Monday, May 25, 2009

Pete Rose and the Hall of Fame

A commenter to my post on steroids and the Hall of Fame asks about Pete Rose. I thought it warranted a new post, rather than a comment. I actually wrote about this point three years ago.

Rose should not be in the Hall, because different rules apply. Rose is ineligible for the Hall under Rule 3E, which bars selection of anyone who is on MLB's permanently ineligible list. Rose is on that list because he agreed to be placed on the list (which he did to avoid the now-we-know-was-inevitable finding that he did, in fact, bet on games involving the Reds). There is no character/integrity/sportsmanship debate to be had with Rose--he is out because the rules (properly, I believe) keep him out.

But as the commenter notes, Rose was suspended for post-playing conduct. This raises a couple of points.

First, I still agree with the current outcome under Rule 3E. The ineligible list is the ineligible list for Hall purposes, regardless of when or why the suspension occurred.

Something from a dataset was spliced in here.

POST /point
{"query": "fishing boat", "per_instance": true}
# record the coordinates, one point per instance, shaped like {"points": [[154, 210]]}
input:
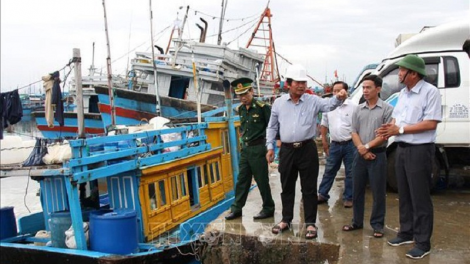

But note the anomalies. Rose retired as a player in 1986 and would have been on the ballot for the first time (and almost certainly elected) in 1992. Suppose his gambling had not been revealed until 1995? I cannot find whether there is a procedure for removing someone from the Hall if that person is suspended from the game subsequent to his induction. So we could ask whether it makes sense to deny admission to a player based on a suspension for post-playing conduct when we would not remove him from the Hall for the same conduct. Actually, this happened in miniature in the early 1980s, when Willie Mays and Mickey Mantle were barred from any official involvement with MLB because they held PR positions with casinos (although Commissioner Bowie Kuhn had meant the suspension only to apply to formal employment and not to all involvement in the game). The Hall did nothing and the "suspension" was lifted after two years. Worse, under my counter-factual, Rose might not have been removed from the Hall (if no such procedure exists) even if had been discovered, post-induction, that he had gambled as a player.

Second, the commenter implicitly raises a different counter-factual: Suppose there were no Rule 3E (actually, the Rule did not exist until 1991, enacted specifically to ensure that Rose and the rehabilitating Shoeless Joe Jackson did not make it in). Now we squarely have the situation the commenter suggests: Baseball-related, post-playing, against-the-rules conduct, subject to the integrity/sportsmanship/character clause.

I say he still should not get in. First, I would not divide his baseball conduct between playing and non-playing conduct; it is all what he did as part of baseball and whether he violated specific rules of the game. And he did. Note that this makes his tax evasion conviction/prison term irrelevant, because that was non-baseball.

More prominently, Rose violated a specific rule of MLB through acts that go to the basic integrity of the game in a way that steroid use does not. The game's integrity demands that every player go all out to win every game to the best of his ability and effort, for the sake of winning (and the intrinsic values associated with winning), within the established rules of the game. A player who uses steroids or other PEDs is trying to maximize his performance and his success--that is the basic argument in the Zev Chafets piece that I originally linked to. Gambling on games involving one's own team (even if always to win) runs contrary to that understanding of the game's integrity.